I just ran some massive tests on our own CI. I use AMD Turin for this on gcp, which was noted as one of the fastest ones in the article.
The most insane part here is that the AMD EPYC 4565p can beat the turin's used on the cloud providers, by as much as 2x in the single core.
Our tests took 2 minutes on GCP, 1 minute flat on the 4565p with its boost to 5.1ghz holding steady vs only 4.1ghz on the gcp ones.
GCP charges $130 a month for 8vcpus. ALSO this is for SPOT that can be killed at any moment.
My 4565p is a $500 cpu... 32 vcpus... racked in a datacenter. The machine cost under 2k.
i am trying hard to convince more people to rack themselves especially for CI actions. The cloud provider charging $130 / mo for 3x less vcpus you break even in a couple months, it doesn't matter if it dies a few months later. On top of that you're getting full dedicated and 2x the perf. Anyways... glad to see I chose the right cpu type for gcloud even though nothing comes close to the cost / perf of self racking
> My 4565p is a $500 cpu... 32 vcpus... racked in a datacenter. The machine cost under 2k.

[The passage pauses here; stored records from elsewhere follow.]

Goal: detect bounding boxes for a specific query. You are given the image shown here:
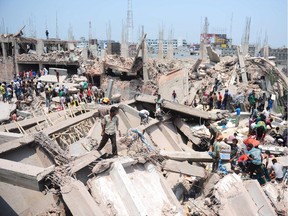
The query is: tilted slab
[61,178,104,216]
[136,95,217,120]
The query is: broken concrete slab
[159,150,213,162]
[88,162,182,215]
[69,151,101,174]
[163,160,206,178]
[136,95,217,120]
[0,135,34,154]
[61,178,104,216]
[203,173,221,196]
[0,159,55,190]
[174,118,201,145]
[243,180,277,216]
[0,131,23,145]
[0,101,16,123]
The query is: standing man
[235,105,241,127]
[45,30,49,40]
[248,89,256,115]
[205,122,221,152]
[247,143,265,181]
[271,158,284,183]
[97,106,121,156]
[54,70,59,83]
[139,109,150,124]
[172,90,177,102]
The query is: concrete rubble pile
[0,35,288,216]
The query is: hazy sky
[0,0,287,48]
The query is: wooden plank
[164,160,206,178]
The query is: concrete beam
[160,150,213,162]
[0,135,34,154]
[237,46,248,84]
[43,111,96,135]
[70,151,101,174]
[61,178,104,216]
[174,118,201,145]
[0,159,55,190]
[164,160,206,178]
[243,180,277,216]
[110,162,148,216]
[136,95,217,120]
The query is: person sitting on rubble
[205,122,223,152]
[10,111,17,121]
[254,121,267,140]
[247,144,266,182]
[139,109,150,124]
[172,90,178,102]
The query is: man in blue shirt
[247,143,265,181]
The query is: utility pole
[56,12,59,39]
[158,25,164,61]
[127,0,133,45]
[242,17,251,56]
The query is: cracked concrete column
[142,40,149,83]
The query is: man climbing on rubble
[139,109,150,124]
[172,90,178,102]
[54,70,59,83]
[205,122,222,152]
[97,106,121,156]
[222,89,229,110]
[248,89,256,115]
[270,158,284,183]
[235,105,241,127]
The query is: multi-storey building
[146,39,187,53]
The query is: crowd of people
[205,122,287,184]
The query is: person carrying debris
[205,122,223,152]
[97,106,121,156]
[139,109,150,124]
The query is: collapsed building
[0,30,288,215]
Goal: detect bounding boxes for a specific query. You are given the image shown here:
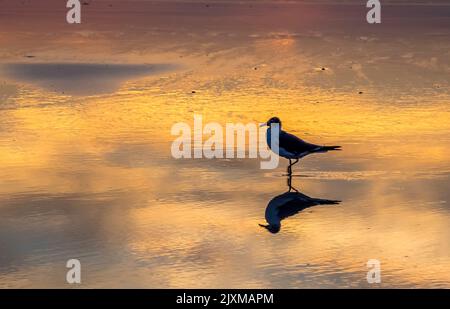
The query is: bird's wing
[279,131,321,154]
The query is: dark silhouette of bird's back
[262,117,341,175]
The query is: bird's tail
[320,146,342,151]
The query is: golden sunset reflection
[0,1,450,288]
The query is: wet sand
[0,1,450,288]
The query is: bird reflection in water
[259,175,341,234]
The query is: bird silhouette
[259,176,341,234]
[261,117,341,175]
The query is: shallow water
[0,1,450,288]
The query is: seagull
[261,117,341,175]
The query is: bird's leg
[289,159,298,173]
[288,175,292,192]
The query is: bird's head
[261,117,281,128]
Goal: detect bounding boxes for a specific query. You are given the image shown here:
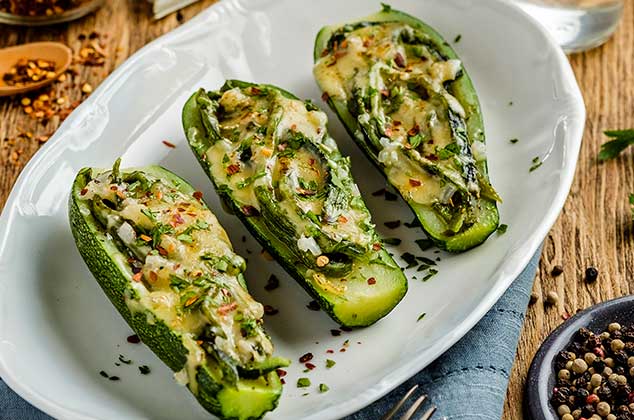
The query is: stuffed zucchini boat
[183,81,407,327]
[69,161,288,420]
[314,5,500,252]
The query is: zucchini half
[314,5,501,252]
[183,80,407,327]
[69,161,289,420]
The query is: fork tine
[383,385,418,420]
[401,395,427,420]
[418,405,434,420]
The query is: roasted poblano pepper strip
[183,81,407,327]
[69,162,288,420]
[314,6,500,252]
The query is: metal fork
[383,385,436,420]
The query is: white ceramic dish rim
[0,0,586,420]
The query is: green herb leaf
[599,129,634,161]
[297,378,310,388]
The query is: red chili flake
[299,353,313,363]
[217,297,238,315]
[242,206,260,216]
[264,305,280,315]
[227,163,240,175]
[126,334,141,344]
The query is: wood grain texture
[0,0,634,420]
[504,0,634,420]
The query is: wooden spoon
[0,42,73,96]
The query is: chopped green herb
[297,378,310,388]
[176,233,194,244]
[383,238,402,246]
[422,268,438,281]
[528,156,544,172]
[414,238,434,251]
[599,129,634,161]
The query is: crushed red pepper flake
[299,353,313,363]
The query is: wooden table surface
[0,0,634,420]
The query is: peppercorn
[585,267,599,283]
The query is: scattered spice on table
[546,290,559,306]
[2,58,56,87]
[0,0,86,16]
[585,267,599,283]
[550,322,634,420]
[550,265,564,277]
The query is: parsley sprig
[599,129,634,161]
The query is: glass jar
[0,0,106,26]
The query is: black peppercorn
[585,267,599,283]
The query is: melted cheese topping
[207,88,373,248]
[81,172,273,392]
[314,22,465,204]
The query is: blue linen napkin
[0,248,541,420]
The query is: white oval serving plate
[0,0,585,420]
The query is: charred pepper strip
[69,161,288,420]
[183,81,407,327]
[314,5,501,252]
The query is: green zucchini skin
[313,5,501,253]
[182,80,407,327]
[68,166,288,420]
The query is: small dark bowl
[524,296,634,420]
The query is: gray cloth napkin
[0,249,541,420]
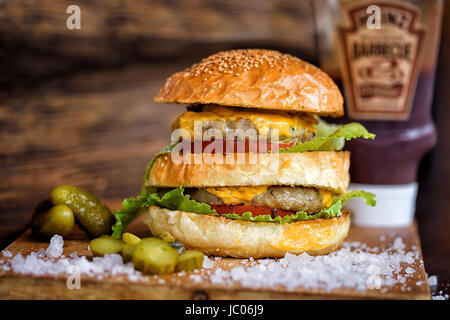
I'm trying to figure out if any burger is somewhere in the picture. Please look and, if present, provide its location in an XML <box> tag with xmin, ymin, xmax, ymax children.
<box><xmin>113</xmin><ymin>49</ymin><xmax>375</xmax><ymax>258</ymax></box>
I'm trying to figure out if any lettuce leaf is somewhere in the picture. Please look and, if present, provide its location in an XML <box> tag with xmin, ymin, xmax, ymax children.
<box><xmin>279</xmin><ymin>122</ymin><xmax>375</xmax><ymax>153</ymax></box>
<box><xmin>112</xmin><ymin>188</ymin><xmax>155</xmax><ymax>238</ymax></box>
<box><xmin>144</xmin><ymin>143</ymin><xmax>177</xmax><ymax>182</ymax></box>
<box><xmin>112</xmin><ymin>187</ymin><xmax>376</xmax><ymax>238</ymax></box>
<box><xmin>112</xmin><ymin>187</ymin><xmax>217</xmax><ymax>238</ymax></box>
<box><xmin>150</xmin><ymin>187</ymin><xmax>218</xmax><ymax>215</ymax></box>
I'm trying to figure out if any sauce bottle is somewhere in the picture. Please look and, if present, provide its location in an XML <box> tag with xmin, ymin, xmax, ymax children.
<box><xmin>315</xmin><ymin>0</ymin><xmax>443</xmax><ymax>227</ymax></box>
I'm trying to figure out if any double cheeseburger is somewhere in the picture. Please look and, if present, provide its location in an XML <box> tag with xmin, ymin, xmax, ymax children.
<box><xmin>113</xmin><ymin>49</ymin><xmax>375</xmax><ymax>258</ymax></box>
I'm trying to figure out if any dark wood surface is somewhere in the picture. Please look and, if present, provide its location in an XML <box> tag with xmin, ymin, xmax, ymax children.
<box><xmin>0</xmin><ymin>1</ymin><xmax>450</xmax><ymax>293</ymax></box>
<box><xmin>0</xmin><ymin>215</ymin><xmax>431</xmax><ymax>300</ymax></box>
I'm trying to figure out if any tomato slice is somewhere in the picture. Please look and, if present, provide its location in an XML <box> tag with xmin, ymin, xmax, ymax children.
<box><xmin>175</xmin><ymin>140</ymin><xmax>293</xmax><ymax>154</ymax></box>
<box><xmin>211</xmin><ymin>205</ymin><xmax>295</xmax><ymax>218</ymax></box>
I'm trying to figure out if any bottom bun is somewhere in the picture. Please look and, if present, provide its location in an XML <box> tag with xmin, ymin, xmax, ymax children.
<box><xmin>145</xmin><ymin>206</ymin><xmax>350</xmax><ymax>258</ymax></box>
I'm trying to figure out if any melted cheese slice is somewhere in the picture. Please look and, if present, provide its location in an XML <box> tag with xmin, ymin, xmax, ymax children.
<box><xmin>319</xmin><ymin>189</ymin><xmax>333</xmax><ymax>208</ymax></box>
<box><xmin>172</xmin><ymin>105</ymin><xmax>316</xmax><ymax>137</ymax></box>
<box><xmin>206</xmin><ymin>186</ymin><xmax>333</xmax><ymax>208</ymax></box>
<box><xmin>206</xmin><ymin>186</ymin><xmax>267</xmax><ymax>205</ymax></box>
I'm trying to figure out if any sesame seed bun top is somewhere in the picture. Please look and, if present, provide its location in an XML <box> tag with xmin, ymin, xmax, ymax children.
<box><xmin>155</xmin><ymin>49</ymin><xmax>344</xmax><ymax>117</ymax></box>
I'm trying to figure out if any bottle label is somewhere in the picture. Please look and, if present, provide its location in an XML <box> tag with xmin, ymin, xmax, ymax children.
<box><xmin>338</xmin><ymin>1</ymin><xmax>424</xmax><ymax>121</ymax></box>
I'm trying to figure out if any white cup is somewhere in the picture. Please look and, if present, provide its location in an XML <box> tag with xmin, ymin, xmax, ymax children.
<box><xmin>344</xmin><ymin>182</ymin><xmax>418</xmax><ymax>228</ymax></box>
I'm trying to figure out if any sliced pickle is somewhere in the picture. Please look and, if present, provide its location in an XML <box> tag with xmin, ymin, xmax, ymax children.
<box><xmin>120</xmin><ymin>243</ymin><xmax>136</xmax><ymax>263</ymax></box>
<box><xmin>89</xmin><ymin>236</ymin><xmax>124</xmax><ymax>257</ymax></box>
<box><xmin>175</xmin><ymin>250</ymin><xmax>204</xmax><ymax>272</ymax></box>
<box><xmin>169</xmin><ymin>240</ymin><xmax>184</xmax><ymax>254</ymax></box>
<box><xmin>122</xmin><ymin>232</ymin><xmax>141</xmax><ymax>245</ymax></box>
<box><xmin>158</xmin><ymin>232</ymin><xmax>176</xmax><ymax>242</ymax></box>
<box><xmin>133</xmin><ymin>238</ymin><xmax>178</xmax><ymax>274</ymax></box>
<box><xmin>50</xmin><ymin>186</ymin><xmax>114</xmax><ymax>238</ymax></box>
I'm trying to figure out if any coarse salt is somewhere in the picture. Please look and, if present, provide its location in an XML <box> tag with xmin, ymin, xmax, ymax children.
<box><xmin>2</xmin><ymin>250</ymin><xmax>13</xmax><ymax>258</ymax></box>
<box><xmin>209</xmin><ymin>237</ymin><xmax>420</xmax><ymax>291</ymax></box>
<box><xmin>0</xmin><ymin>235</ymin><xmax>147</xmax><ymax>282</ymax></box>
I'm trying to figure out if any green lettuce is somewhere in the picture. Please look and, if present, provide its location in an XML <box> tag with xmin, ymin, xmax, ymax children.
<box><xmin>144</xmin><ymin>143</ymin><xmax>177</xmax><ymax>182</ymax></box>
<box><xmin>222</xmin><ymin>190</ymin><xmax>376</xmax><ymax>223</ymax></box>
<box><xmin>112</xmin><ymin>187</ymin><xmax>376</xmax><ymax>238</ymax></box>
<box><xmin>112</xmin><ymin>187</ymin><xmax>217</xmax><ymax>238</ymax></box>
<box><xmin>279</xmin><ymin>122</ymin><xmax>375</xmax><ymax>153</ymax></box>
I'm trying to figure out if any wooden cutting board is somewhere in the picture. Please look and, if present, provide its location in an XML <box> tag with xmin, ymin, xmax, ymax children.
<box><xmin>0</xmin><ymin>205</ymin><xmax>431</xmax><ymax>300</ymax></box>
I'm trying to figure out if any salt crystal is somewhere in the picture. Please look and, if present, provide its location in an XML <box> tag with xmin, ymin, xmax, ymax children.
<box><xmin>392</xmin><ymin>237</ymin><xmax>405</xmax><ymax>250</ymax></box>
<box><xmin>210</xmin><ymin>237</ymin><xmax>419</xmax><ymax>292</ymax></box>
<box><xmin>428</xmin><ymin>276</ymin><xmax>437</xmax><ymax>287</ymax></box>
<box><xmin>405</xmin><ymin>267</ymin><xmax>414</xmax><ymax>274</ymax></box>
<box><xmin>46</xmin><ymin>234</ymin><xmax>64</xmax><ymax>258</ymax></box>
<box><xmin>2</xmin><ymin>250</ymin><xmax>13</xmax><ymax>258</ymax></box>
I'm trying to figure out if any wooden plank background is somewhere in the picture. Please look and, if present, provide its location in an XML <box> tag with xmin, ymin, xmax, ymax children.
<box><xmin>0</xmin><ymin>0</ymin><xmax>450</xmax><ymax>292</ymax></box>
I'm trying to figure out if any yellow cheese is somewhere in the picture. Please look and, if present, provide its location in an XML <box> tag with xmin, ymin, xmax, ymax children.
<box><xmin>172</xmin><ymin>105</ymin><xmax>316</xmax><ymax>137</ymax></box>
<box><xmin>320</xmin><ymin>189</ymin><xmax>333</xmax><ymax>208</ymax></box>
<box><xmin>206</xmin><ymin>186</ymin><xmax>267</xmax><ymax>205</ymax></box>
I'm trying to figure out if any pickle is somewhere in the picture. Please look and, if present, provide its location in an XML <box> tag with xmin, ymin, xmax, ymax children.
<box><xmin>133</xmin><ymin>238</ymin><xmax>178</xmax><ymax>274</ymax></box>
<box><xmin>31</xmin><ymin>199</ymin><xmax>75</xmax><ymax>239</ymax></box>
<box><xmin>89</xmin><ymin>236</ymin><xmax>124</xmax><ymax>257</ymax></box>
<box><xmin>158</xmin><ymin>232</ymin><xmax>176</xmax><ymax>242</ymax></box>
<box><xmin>158</xmin><ymin>232</ymin><xmax>184</xmax><ymax>254</ymax></box>
<box><xmin>50</xmin><ymin>186</ymin><xmax>114</xmax><ymax>237</ymax></box>
<box><xmin>122</xmin><ymin>232</ymin><xmax>141</xmax><ymax>245</ymax></box>
<box><xmin>169</xmin><ymin>240</ymin><xmax>184</xmax><ymax>254</ymax></box>
<box><xmin>120</xmin><ymin>243</ymin><xmax>136</xmax><ymax>263</ymax></box>
<box><xmin>175</xmin><ymin>250</ymin><xmax>204</xmax><ymax>272</ymax></box>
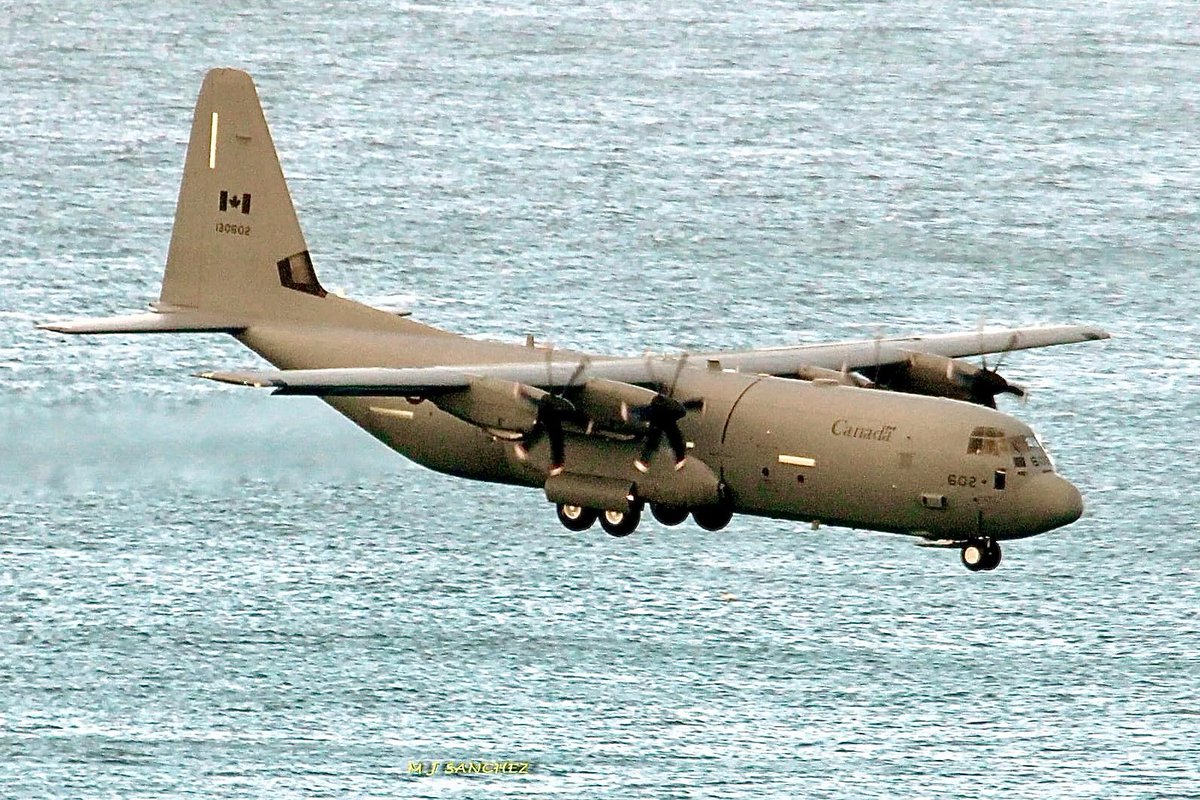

> The cloud provider charging $140 / mo for 3x less vcpus you break even in a couple months, it doesn't matter if it dies a few months later
How do you calculate break even in a couple months if the machine costs $2,000 and you still have to pay colo fees?
If your colo fees were $100 month you wouldn’t break even for over 4 years. You could try to find cheaper colocation but even with free colocation your example doesn’t break even for over a year.
the 140/mo is for 3x less vcpu, so $420/mo savings if you use all those same cores. sorry for the poor comparison wording there. in a few months already up to $1300+ by 6 months already paid the machine.
colo fees are cheap if you need more than just 1u. even with a 50-100 fee you easily get way more performance and come ahead within a year
You originally said “a couple months” but now it’s 6 months and assumption of $0 collocation fees which isn’t realistic
In my experience situations rarely call for precisely 32 cores for a fixed period of 3 years to support calculations like this anyway. We start with a small set of cloud servers and scale them up as traffic grows. Today’s tooling makes it easy to auto scale throughout the day, even.
When trying to rack a server everyone aims higher because it sucks to start running into limits unexpectedly and be stuck on a server that wasn’t big enough to handle the load. Then you have to start considering having at least two servers in case one starts failing.
Racking a single self-built server is great for hobby projects but it’s always more complicated for serving real business workloads.
Don't nit-pick the "couple". It was used casually - like to mean not terribly long time. So the 2-6 spread, while technically big, is still just a trifle. While I'm nit-picking; up thread is talking about a limited box for CI and you're talking about scaling up real business workloads. That's just like the difference between 2 and 6. Give it a rest.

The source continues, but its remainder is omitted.